(This article is posted on the occasion of World Hepatitis Day - 28th July 2015. This is a summarized version of my previous 6 posts on viral hepatitis E. The author believes in the prevention of any enteric illness through comprehensive and integrated measures that is provision of Water Sanitation and Hygiene (WASH) in the community. However, there are times we have to act using available tools like vaccine in the situation of humanitarian crisis when we do not have option other than to act!!)

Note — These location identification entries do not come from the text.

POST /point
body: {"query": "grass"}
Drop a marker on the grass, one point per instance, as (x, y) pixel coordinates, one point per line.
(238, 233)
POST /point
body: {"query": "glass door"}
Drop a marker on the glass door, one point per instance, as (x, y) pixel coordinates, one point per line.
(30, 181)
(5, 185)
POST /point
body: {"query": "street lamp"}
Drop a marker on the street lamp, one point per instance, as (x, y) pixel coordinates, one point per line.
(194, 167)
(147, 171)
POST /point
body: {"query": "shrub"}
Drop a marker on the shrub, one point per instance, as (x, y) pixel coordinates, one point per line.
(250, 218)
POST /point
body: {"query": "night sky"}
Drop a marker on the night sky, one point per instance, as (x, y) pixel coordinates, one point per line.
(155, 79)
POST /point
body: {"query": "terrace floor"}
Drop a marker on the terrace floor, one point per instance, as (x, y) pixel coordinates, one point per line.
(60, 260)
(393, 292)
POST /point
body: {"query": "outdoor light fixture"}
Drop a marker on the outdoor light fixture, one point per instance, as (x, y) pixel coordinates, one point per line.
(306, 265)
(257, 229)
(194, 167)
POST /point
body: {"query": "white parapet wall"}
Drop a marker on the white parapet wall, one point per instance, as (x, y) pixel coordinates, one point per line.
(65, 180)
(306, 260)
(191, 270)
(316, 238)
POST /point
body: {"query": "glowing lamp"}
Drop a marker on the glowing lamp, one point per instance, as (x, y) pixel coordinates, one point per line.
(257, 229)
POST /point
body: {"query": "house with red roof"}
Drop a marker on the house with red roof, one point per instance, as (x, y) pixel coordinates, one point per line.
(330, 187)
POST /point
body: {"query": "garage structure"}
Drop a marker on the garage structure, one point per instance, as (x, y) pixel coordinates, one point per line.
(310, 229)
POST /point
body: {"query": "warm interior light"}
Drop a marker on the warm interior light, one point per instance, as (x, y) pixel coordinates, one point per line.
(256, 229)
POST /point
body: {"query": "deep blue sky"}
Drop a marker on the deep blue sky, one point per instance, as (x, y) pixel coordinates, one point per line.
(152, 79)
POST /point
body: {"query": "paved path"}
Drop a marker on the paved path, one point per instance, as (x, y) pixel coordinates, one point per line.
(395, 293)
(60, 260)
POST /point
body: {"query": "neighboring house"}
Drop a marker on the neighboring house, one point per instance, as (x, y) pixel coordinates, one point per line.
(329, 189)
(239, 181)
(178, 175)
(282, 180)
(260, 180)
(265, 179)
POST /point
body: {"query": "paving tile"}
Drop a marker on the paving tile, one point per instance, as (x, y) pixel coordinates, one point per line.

We are accustomed to hearing “Jaundice”, which is itself not a disease but one of the myriad manifestations of liver ailments. Among them, hepatitis of viral origin is what concerns me the most because I have myself been the victim of this preventive illness. The term “hepatitis” simply means the inflammation of the liver, which is considered body’s both storehouse and factory that produces essential biochemical essential for normal body functions. Among viral hepatitis E (in short HEV) may sound new for you. You may even brush aside saying, "Well, this is none of my business!!" If you are thinking in that line, wait a minute!! Let me share you all our common suffering that we face every year in the name of viral jaundice. HEV is rampant in areas where water supply, sanitation and hygiene practices are compromised whereby drinking water gets contaminated with human soils. Once you become symptomatic, then you will be bed ridden for few weeks. During the illness, you feel so miserable and lethargic that you lose your appetite, complete aversion to anything called “food” or even its smell and white of your eye bulb turns yellow. Remember, this disease has potential for outbreaks that can affect thousands of people in the community. The worst and the most dreaded part is when it affects pregnant women, there is high chance losing your precious pregnancy and even death of mothers due to fulminant hepatic failure.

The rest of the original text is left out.